Closed farisfirenze closed 1 year ago
The problem is with the image that you have created. It is not with Katib. Did you use GPU drivers in the image?
I am able to execute "nvidia-smi" on the image and get the correct output. For this to happen, shouldnt the drivers be installed in the image ? Just to be sure, can you provide me with details on how to use GPU drivers in the image ?
You can use Nvidia NGC containers based on your framework https://catalog.ngc.nvidia.com/containers
You can use Nvidia NGC containers based on your framework https://catalog.ngc.nvidia.com/containers
I have tried using the Nvidia NGC containers as mentioned below
FROM nvcr.io/nvidia/tensorflow:22.06-tf2-py3
RUN mkdir -p /opt/trainer
RUN pip show tensorflow
RUN pip install pandas
RUN pip install scikit-learn
RUN pip install google-cloud-storage
# CREDENTIAL Authentication
COPY /prj-vertex-ai-2c390f7e8fec.json /prj-vertex-ai-2c390f7e8fec.json
ENV GOOGLE_APPLICATION_CREDENTIALS="/prj-vertex-ai-2c390f7e8fec.json"
COPY *.py /opt/trainer/
ENTRYPOINT ["python", "/opt/trainer/task.py"]
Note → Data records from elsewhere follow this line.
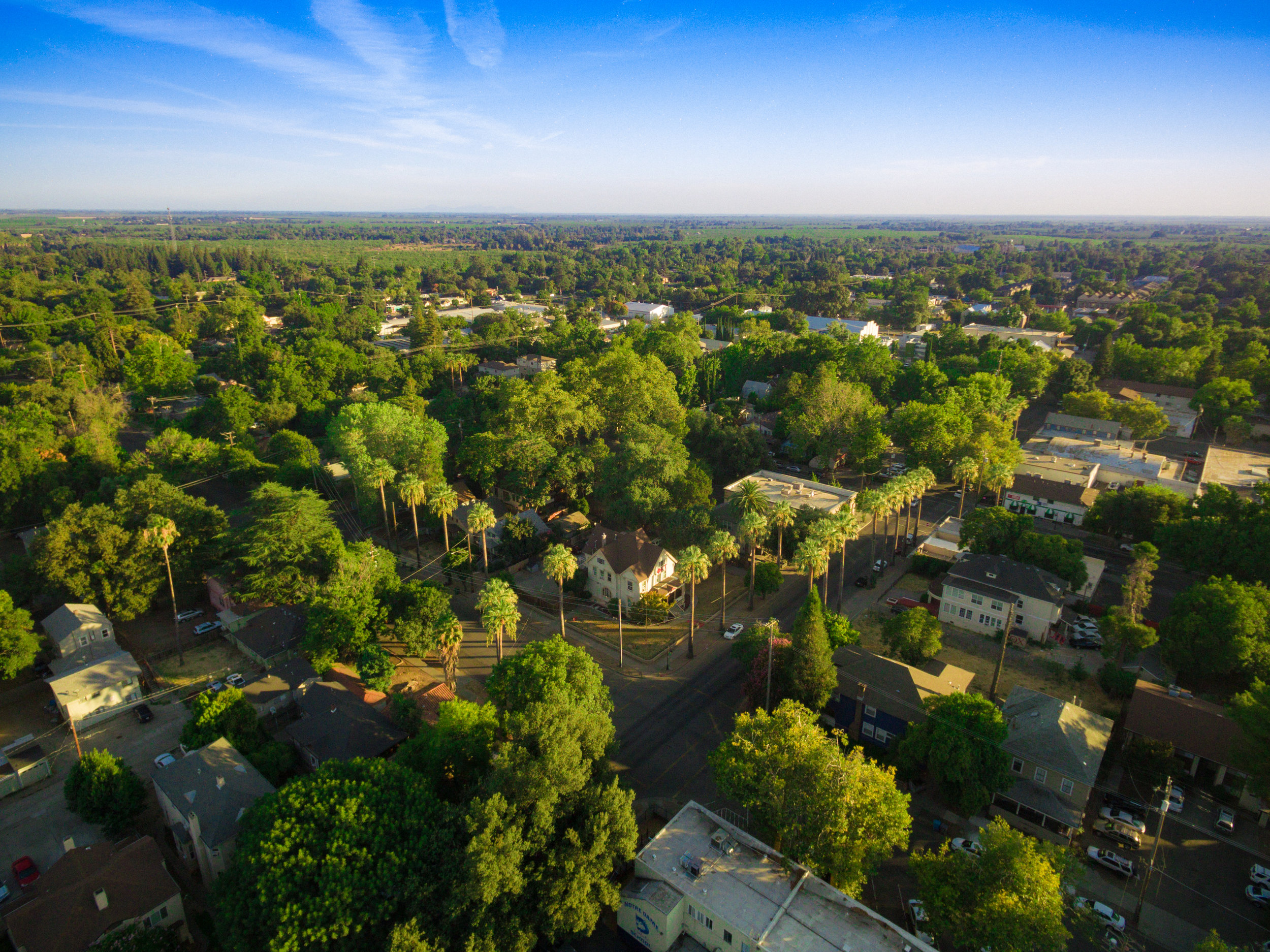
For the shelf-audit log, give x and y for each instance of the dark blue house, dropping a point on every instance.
(878, 697)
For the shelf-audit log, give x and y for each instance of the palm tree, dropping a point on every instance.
(498, 611)
(723, 549)
(445, 500)
(964, 470)
(849, 530)
(783, 517)
(750, 498)
(694, 565)
(1000, 477)
(560, 565)
(752, 528)
(380, 474)
(813, 559)
(415, 494)
(481, 517)
(450, 639)
(162, 532)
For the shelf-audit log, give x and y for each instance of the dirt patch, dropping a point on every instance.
(1030, 667)
(214, 660)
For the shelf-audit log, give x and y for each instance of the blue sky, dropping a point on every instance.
(639, 107)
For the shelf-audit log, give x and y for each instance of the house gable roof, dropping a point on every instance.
(1055, 734)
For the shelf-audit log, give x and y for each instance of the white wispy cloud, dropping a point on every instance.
(475, 28)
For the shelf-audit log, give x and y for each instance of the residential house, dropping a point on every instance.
(337, 725)
(1065, 502)
(204, 796)
(1233, 467)
(1200, 732)
(1174, 401)
(704, 884)
(529, 365)
(80, 631)
(856, 329)
(1056, 750)
(98, 688)
(987, 593)
(498, 368)
(649, 312)
(271, 637)
(796, 490)
(280, 687)
(90, 893)
(1083, 428)
(626, 565)
(877, 699)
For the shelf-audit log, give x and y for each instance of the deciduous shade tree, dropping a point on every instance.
(912, 637)
(809, 672)
(289, 546)
(1010, 899)
(103, 790)
(959, 744)
(1220, 627)
(837, 813)
(18, 642)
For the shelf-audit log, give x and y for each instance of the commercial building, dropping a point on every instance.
(1056, 752)
(877, 699)
(710, 885)
(1174, 401)
(90, 893)
(987, 593)
(98, 688)
(626, 565)
(204, 796)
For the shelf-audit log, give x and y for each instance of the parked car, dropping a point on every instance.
(1124, 818)
(967, 846)
(1126, 836)
(1112, 861)
(1105, 914)
(26, 871)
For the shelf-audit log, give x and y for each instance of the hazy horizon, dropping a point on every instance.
(641, 108)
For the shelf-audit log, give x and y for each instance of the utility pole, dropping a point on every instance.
(1005, 643)
(1151, 862)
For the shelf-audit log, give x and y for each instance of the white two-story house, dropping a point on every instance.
(626, 565)
(987, 593)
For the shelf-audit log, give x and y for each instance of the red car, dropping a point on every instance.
(26, 871)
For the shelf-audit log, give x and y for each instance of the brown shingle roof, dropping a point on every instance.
(61, 915)
(1189, 724)
(625, 550)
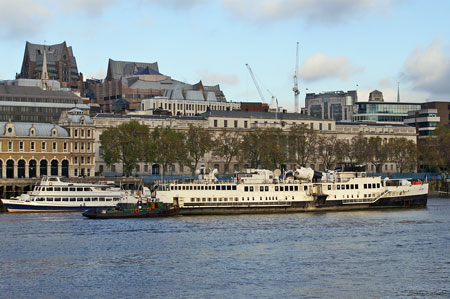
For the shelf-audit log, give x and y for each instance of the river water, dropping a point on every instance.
(358, 254)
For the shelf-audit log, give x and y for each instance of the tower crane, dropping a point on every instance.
(295, 89)
(259, 89)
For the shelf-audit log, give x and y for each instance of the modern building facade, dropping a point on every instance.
(332, 105)
(383, 112)
(33, 104)
(58, 59)
(136, 81)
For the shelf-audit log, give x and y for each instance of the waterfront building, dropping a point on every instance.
(58, 60)
(425, 121)
(135, 81)
(33, 104)
(332, 105)
(242, 121)
(442, 108)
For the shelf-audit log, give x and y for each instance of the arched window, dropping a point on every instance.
(54, 167)
(21, 169)
(32, 169)
(155, 169)
(9, 169)
(43, 168)
(65, 168)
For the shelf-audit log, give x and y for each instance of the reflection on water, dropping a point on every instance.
(393, 253)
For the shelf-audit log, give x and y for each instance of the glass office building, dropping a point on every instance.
(383, 112)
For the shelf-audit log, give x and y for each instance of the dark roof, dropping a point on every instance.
(34, 91)
(112, 115)
(256, 114)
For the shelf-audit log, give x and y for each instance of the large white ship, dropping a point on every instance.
(54, 195)
(263, 191)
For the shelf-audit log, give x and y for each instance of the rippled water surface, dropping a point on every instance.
(360, 254)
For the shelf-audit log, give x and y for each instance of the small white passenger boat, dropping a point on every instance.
(54, 195)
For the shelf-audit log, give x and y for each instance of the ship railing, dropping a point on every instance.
(364, 200)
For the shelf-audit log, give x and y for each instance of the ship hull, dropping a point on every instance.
(413, 201)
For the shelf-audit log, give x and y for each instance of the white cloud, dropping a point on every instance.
(320, 66)
(325, 11)
(217, 78)
(428, 69)
(21, 18)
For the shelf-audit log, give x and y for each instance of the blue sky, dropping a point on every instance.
(343, 43)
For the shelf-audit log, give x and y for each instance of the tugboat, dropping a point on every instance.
(140, 210)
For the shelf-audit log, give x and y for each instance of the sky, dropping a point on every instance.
(343, 44)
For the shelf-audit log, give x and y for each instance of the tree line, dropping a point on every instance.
(131, 143)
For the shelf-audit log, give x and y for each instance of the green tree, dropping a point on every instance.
(403, 152)
(198, 143)
(170, 147)
(124, 143)
(301, 145)
(227, 145)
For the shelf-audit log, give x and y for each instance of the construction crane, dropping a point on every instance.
(273, 99)
(295, 89)
(256, 82)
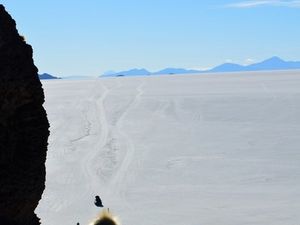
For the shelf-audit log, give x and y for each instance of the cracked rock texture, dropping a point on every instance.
(23, 128)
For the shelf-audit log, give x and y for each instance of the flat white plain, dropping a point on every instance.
(218, 149)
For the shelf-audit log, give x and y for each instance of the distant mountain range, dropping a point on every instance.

PS : I have pulled the same image in both the containers of my pipeline
but I am still getting this problem
Also, I have a question. I am setting GPU limit on my pipeline component using .set_gpu_limit(1) as given below.
hp_tune = dsl.ContainerOp(
name='hp-tune-katib',
image=hyper_image_uri,
command=["python3", "/hp_tune/task.py"],
arguments=[
'--experiment_name', experiment_name,
'--experiment_namespace', experiment_namespace,
'--experiment_timeout_minutes', experiment_timeout_minutes,
'--delete_after_done', True,
'--hyper_image_uri', hyper_image_uri_train,
'--time_loc', time_loc,
'--model_uri', model_uri
],
file_outputs={'best-params': '/output.txt'}
).set_gpu_limit(1)
and the ARGO_CONTAINER is showing nvidia.com/gpu : 1
So, my question is that, Do I need to specify GPU request on my trial spec in katib as well like below ?
trial_spec = {
"apiVersion": "kubeflow.org/v1",
"kind": "TFJob",
"spec": {
"tfReplicaSpecs": {
"PS": {
"replicas": 1,
"restartPolicy": "Never",
"template": {
"metadata": {
"annotations": {
"sidecar.istio.io/inject": "false",
}
},
"spec": {
"containers": [
{
"name": "tensorflow",
"image": args.hyper_image_uri,
"command": [
"python",
"/opt/trainer/task.py",
"--model_uri=" + args.model_uri,
"--batch_size=${trialParameters.batchSize}",
"--learning_rate=${trialParameters.learningRate}"
],
"ports" : [
{
"containerPort": 2222,
"name" : "tfjob-port"
}
]
}
]
}
}
},
"Worker": {
"replicas": 1,
"restartPolicy": "Never",
"template": {
"metadata": {
"annotations": {
"sidecar.istio.io/inject": "false",
}
},
"spec": {
"containers": [
{
"name": "tensorflow",
"image": args.hyper_image_uri,
"command": [
"python",
"/opt/trainer/task.py",
"--model_uri=" + args.model_uri,
"--batch_size=${trialParameters.batchSize}",
"--learning_rate=${trialParameters.learningRate}"
],
"ports" : [
{
"containerPort": 2222,
"name" : "tfjob-port"
}
],
"resources" : {
"limits" : {
"nvidia.com/gpu" : 1
}
}
}
]
}
}
}
}
}
}
Also, I kindly request you to help me solve this GPU usage problem.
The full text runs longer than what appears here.